Lui abbassa lo sguardo. Allontanandosi da me, afferra un calice colmo di vino rosso e se lo porta alle labbra.
Corrugando la fronte, mi guarda in tralice.

«Accetti la sfida?»
«Prova a fermarmi.» dichiaro, abbassando la voce.
Il dio Asael ride, nelle guance si formano delle fossette. Ha le fossette.

Può sembrare che io abbia tutto sotto controllo, ma in realtà è l'esatto contrario.
Non so dove sono, e il motivo per il quale sono ancora viva.
E ora, come se la situazione non potesse peggiorare ulteriormente, un dio mi offre la libertà, ma ad un prezzo. Come faccio ad uccidere una divinità immortale?

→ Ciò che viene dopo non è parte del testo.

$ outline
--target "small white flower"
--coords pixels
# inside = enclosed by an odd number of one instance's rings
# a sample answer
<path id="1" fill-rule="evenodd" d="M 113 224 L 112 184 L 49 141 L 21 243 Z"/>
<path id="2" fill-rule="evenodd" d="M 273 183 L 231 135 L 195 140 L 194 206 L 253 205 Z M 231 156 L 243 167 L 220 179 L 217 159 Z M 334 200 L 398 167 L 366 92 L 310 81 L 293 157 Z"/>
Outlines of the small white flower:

Dei passi leggiadri si avvicinano.
Una chioma fulva entra nel mio campo visivo. Con la coda dell'occhio vedo Zareen impallidire, abbassare il capo e arrossire.
Sussulta visibilmente, forse intimorita dal silenzio teso in cui ci troviamo.

«Oh...scusate se interrompo...» sussurra con la sua voce acuta, guardando il pavimento.
«Non hai interrotto niente. Parla.» sputa acido il dio.
Sospiro rumorosamente e mi volto verso la dea.

«Vuoi accomodarti in una stanza, Evara?»
Non esito neanche un secondo. «Assolutamente no. Dormirò nella radura.» ribadisco con fermezza.
«Non accadrà. Tu resti qui.» conclude il dio. Lui increspa la fronte, lo sguardo vacuo.

Repentinamente la sedia su cui sono seduta stride. Mi alzo, e con i piedi nudi dolenti attraverso la stanza pregiata.
Stringo i pugni chiusi attorno all'elsa del pugnale, le nocche sbiancano. Varco la soglia del portone.
Avrò anche perso la vita terrena, ma non perderò la mia dignità. Non darò loro questa soddisfazione.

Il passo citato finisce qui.